Es war tiefer Winter, der Schnee lag hoch auf Häusern und Feldern und die Vögel kamen bis vor die Thüren der Häuser um Nahrung zu suchen. In den Stuben aber saßen die Leute schon am Ofen, denn es ward nachgerade dunkel und die Sterne blinkten schon vom Firmament herab. Da kam ein kleiner Zwerg herein in ein Nassauisches Dorf, nahe bei Heidesheim, welches letztere in Rheinhessen liegt. Er war ganz erfroren, seine Kleider waren durch und durch naß von Schnee und seine Hände ganz steif vor Kälte. Er ging an ein Fenster und klopfte, aber vergebens, dann wieder an eins, aber Niemand ließ ihn ein, sondern überall jagte man ihn fort. Nun stand aber am Ende des Dorfes ein kleines Haus, da wohnten zwei alte Leute drin. Das Mütterchen war eben vom Beten aufgestanden und setzte sich ans Spinnrad um noch ein Stück Leinwand, wie sie sagte, für zwei Todtenhemden zu spinnen, wenn sie fertig wären, wolle sie gern mit ihrem Alten sterben, denn sie wären jetzt funfzig Jahre verheirathet. Der alte Vater aber saß am Tisch, sein Pelzkäppchen auf und sein Pfeifchen im Munde und las in einem frommen Buche. Auf einmal klopfte es ans Fenster und rief herein in die Stube: »Macht auf, Gott wird's Euch lohnen!« Der Alte eilt hinaus und läßt den kleinen Zwerg herein und das Mütterchen stellt ihr Spinnrad bei Seite um für ihren kleinen Gast etwas zu essen zu holen. Sie bringt ihm einige Kartoffeln, ein Butterbrod und einen Teller voll süßer Milch, und als das Essen aufgetragen ist, da sagt der Zwerg, der sich [719] inzwischen am Ofen gewärmt hat: »Ich esse zwar sonst keine grobe Kost, allein jetzt will ich die Milch trinken und dann meinen Weg fortsetzen, ich danke Euch von Herzen für Euere freundliche Aufnahme.« – »Da sei Gott vor, daß wir Euch in der Nacht und noch dazu in so stürmischer Nacht fortlassen, Ihr müßt bei uns bleiben, morgen könnt Ihr weiter reisen.« Der Zwerg aber wollte durchaus nicht bleiben und sagte: »Ich habe auf dem Berg noch allerhand zu besorgen, gehabt Euch wohl, Ihr werdet bald von mir hören!«

Kaum war die Nacht vorüber, da bricht ein gewaltiges Gewitter los, es donnerte und blitzte in einem fort, der Wind riß Bäume um, warf die Ziegel von den Dächern, die Fenster klirrten und man dachte, der jüngste Tag sei gekommen.
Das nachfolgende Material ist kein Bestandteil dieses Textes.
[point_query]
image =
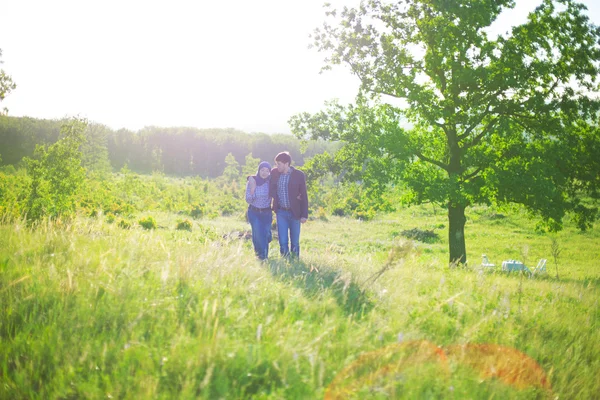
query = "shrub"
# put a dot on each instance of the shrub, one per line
(365, 215)
(185, 225)
(56, 174)
(148, 223)
(422, 235)
(198, 210)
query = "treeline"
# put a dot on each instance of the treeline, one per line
(173, 151)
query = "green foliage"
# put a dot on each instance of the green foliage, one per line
(250, 166)
(6, 85)
(123, 223)
(56, 174)
(147, 223)
(90, 310)
(185, 225)
(487, 120)
(232, 169)
(422, 235)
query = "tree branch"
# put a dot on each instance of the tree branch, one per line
(431, 161)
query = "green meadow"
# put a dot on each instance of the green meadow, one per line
(93, 310)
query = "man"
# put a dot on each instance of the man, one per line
(290, 203)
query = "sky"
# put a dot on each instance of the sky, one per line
(196, 63)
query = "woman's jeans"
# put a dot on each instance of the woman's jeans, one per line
(288, 225)
(260, 221)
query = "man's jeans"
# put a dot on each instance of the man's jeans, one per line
(260, 221)
(287, 224)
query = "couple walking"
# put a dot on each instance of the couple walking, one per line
(283, 190)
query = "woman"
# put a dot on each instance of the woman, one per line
(259, 209)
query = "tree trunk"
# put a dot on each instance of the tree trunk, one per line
(456, 234)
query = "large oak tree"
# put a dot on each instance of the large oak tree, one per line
(465, 116)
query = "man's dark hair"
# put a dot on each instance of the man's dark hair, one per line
(284, 157)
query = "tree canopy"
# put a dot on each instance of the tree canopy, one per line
(462, 115)
(6, 85)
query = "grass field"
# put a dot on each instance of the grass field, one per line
(90, 310)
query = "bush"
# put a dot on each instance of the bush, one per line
(185, 225)
(422, 235)
(147, 223)
(198, 210)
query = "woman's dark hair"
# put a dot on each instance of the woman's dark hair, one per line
(284, 157)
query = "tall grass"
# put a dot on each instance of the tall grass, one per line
(90, 310)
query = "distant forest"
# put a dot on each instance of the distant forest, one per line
(178, 151)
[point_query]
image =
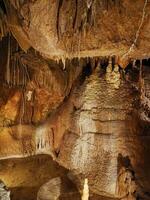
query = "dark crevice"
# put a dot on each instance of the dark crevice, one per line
(2, 6)
(76, 12)
(58, 14)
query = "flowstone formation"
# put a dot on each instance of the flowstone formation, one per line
(75, 84)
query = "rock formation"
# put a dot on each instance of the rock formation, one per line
(75, 84)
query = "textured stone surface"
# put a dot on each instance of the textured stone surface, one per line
(60, 29)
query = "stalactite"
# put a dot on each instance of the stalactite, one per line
(85, 195)
(138, 31)
(8, 63)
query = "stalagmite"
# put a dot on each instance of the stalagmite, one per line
(64, 63)
(85, 195)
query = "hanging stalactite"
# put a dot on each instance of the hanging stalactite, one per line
(16, 72)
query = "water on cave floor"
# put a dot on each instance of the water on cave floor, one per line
(25, 176)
Vom Himmel aber stürzte das Wasser wie mit Kannen und die Leute kreischten vor Angst und Furcht und riefen alle Heiligen um Hilfe an. Mitten in der Fluth aber, die schon die ganze Gasse anfüllte, kam auf einmal ein großer Stein geschwommen, darauf stand der Zwerg und lenkte ihn mit einer Stange und trieb ihn vor das Haus, wo er so gut aufgenommen worden war. Dadurch wendete sich aber die Strömung und das Häuschen der guten Leute blieb verschont, der Zwerg aber ward immer größer und größer, reichte endlich bis hinauf an die Wolken und verschwand. Die guten alten Leute fielen aber auf die Kniee und dankten Gott, denn der Zwerg war ein Bote Gottes gewesen, gesandt, die Menschen zu prüfen.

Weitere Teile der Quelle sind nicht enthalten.